Secure Silicon: Towards Virtual Prototyping
Document typeConference report
Rights accessOpen Access
Evaluating security vulnerabilities of software implementations at design step is of primary importance for applications developers, while it has received litte attention from scientific communauty. In this paper, we describe virtual prototyping of an implementation of Elliptic curve cryptography (ECC), aiming to make it secure against first-order horizontal and vertical side-channel attacks (SCAs). Reproducing information leakage as close to reality as possible requires bit- and clock-cycle accuracy, we got with Mentor Graphics Modelsim tool, simulating the execution of the ECC software implementations on PULPino, an open-source 32-bit microcontroller based on the recently released RISC-V instruction set architecture. For each clock cycle, we compute the number of bit toggles into microcontroller's registers, an image of the power consumption, and watch the program counter to identify the assembly instruction executed, then the corresponding C function.
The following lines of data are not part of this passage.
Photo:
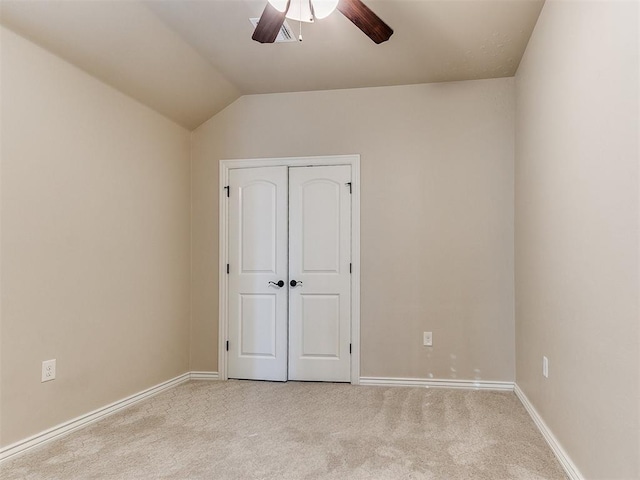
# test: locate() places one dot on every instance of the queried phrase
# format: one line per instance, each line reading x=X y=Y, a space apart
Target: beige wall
x=95 y=242
x=577 y=231
x=437 y=216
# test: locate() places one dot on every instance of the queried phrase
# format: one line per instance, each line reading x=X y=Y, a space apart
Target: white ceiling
x=188 y=59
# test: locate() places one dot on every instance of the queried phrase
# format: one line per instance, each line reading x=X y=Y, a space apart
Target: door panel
x=320 y=326
x=257 y=255
x=319 y=258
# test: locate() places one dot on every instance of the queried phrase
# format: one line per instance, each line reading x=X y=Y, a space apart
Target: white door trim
x=223 y=319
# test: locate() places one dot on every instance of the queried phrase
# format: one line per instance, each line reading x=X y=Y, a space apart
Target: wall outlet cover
x=48 y=370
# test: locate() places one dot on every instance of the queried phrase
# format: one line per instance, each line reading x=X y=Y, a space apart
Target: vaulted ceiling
x=189 y=59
We first start with a naive double-and-add implementation relying on cryptographic primitives of the mbed TLS library, formerly PolarSSL before acquisition by ARM. The virtual analysis pinpoints differences in the way the double function on one side and the add function on the other side manage variables and internal operations, which can be used for horizontal SCAs. We propose some modifications of the C code, hence independent of the considered microcontroller, with an overhead extremely small compared to that of the double-and-add-always countermeasure. Then, we reiterate analyses, still for the mbed TLS library, but using the regular Montgomery ladder version, most used in practice as more efficient.